Use of Vitamin C, Thiamine, and Hydrocortisone for Sepsis fails in major study
USA: Treatment with vitamin C, thiamine, and hydrocortisone does not significantly improve ventilator- and vasopressor-free days compared to placebo in critically ill patients, finds a recent study in the journal JAMA. However, a clinically important difference could not have been detected as the trial was terminated early for administrative reasons and may have been underpowered.
Sepsis, body's extreme response to an infection, is a common life-threatening emergency with substantial morbidity and mortality. A combination of thiamine, vitamin C, and corticosteroids has been proposed as a potential treatment for sepsis patients. Jonathan E. Sevransky, Emory University School of Medicine, Atlanta, Georgia, and colleagues aimed to determine whether a combo of these three every 6 hours increases ventilator- and vasopressor-free days compared with placebo in patients with sepsis.
For the purpose, the researchers performed a multicenter, randomized, double-blind, adaptive-sample-size, placebo-controlled trial. The trial was conducted in adult patients with sepsis-induced respiratory and/or cardiovascular dysfunction.
The study included participants enrolled in the emergency departments or intensive care units at 43 hospitals in the US between August 2018 and July 2019. After enrollment of 501 participants, funding was withheld, leading to an administrative termination of the trial. All study-related follow-up was completed by January 2020.
The participants were randomized to receive intravenous vitamin C (1.5 g), thiamine (100 mg), and hydrocortisone (50 mg) every 6 hours (n = 252) or matching placebo (n = 249) for 96 hours or until discharge from the intensive care unit or death.Participants could be treated with open-label corticosteroids by the clinical team, with study hydrocortisone or matching placebo withheld if the total daily dose was greater or equal to the equivalent of 200 mg of hydrocortisone.

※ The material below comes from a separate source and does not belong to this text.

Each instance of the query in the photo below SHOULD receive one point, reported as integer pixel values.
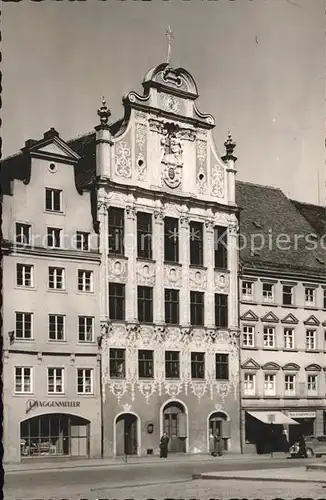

The primary outcome was the number of consecutive ventilator- and vasopressor-free days in the first 30 days following the day of randomization. The key secondary outcome was 30-day mortality.
Key findings of the study include:
- Open-label corticosteroids were prescribed to 33% and 32% of the intervention and control groups, respectively.
- Ventilator- and vasopressor-free days were a median of 25 days (IQR, 0-29 days) in the intervention group and 26 days (IQR, 0-28 days) in the placebo group, with a median difference of −1 day.
- Thirty-day mortality was 22% in the intervention group and 24% in the placebo group.
"Among critically ill patients with sepsis, treatment with vitamin C, thiamine, and hydrocortisone, compared with placebo, did not significantly increase ventilator- and vasopressor-free days within 30 days. However, the trial was terminated early for administrative reasons and may have been underpowered to detect a clinically important difference," wrote the authors.
The study titled, "Effect of Vitamin C, Thiamine, and Hydrocortisone on Ventilator- and Vasopressor-Free Days in Patients With Sepsis: The VICTAS Randomized Clinical Trial," is published in the journal JAMA.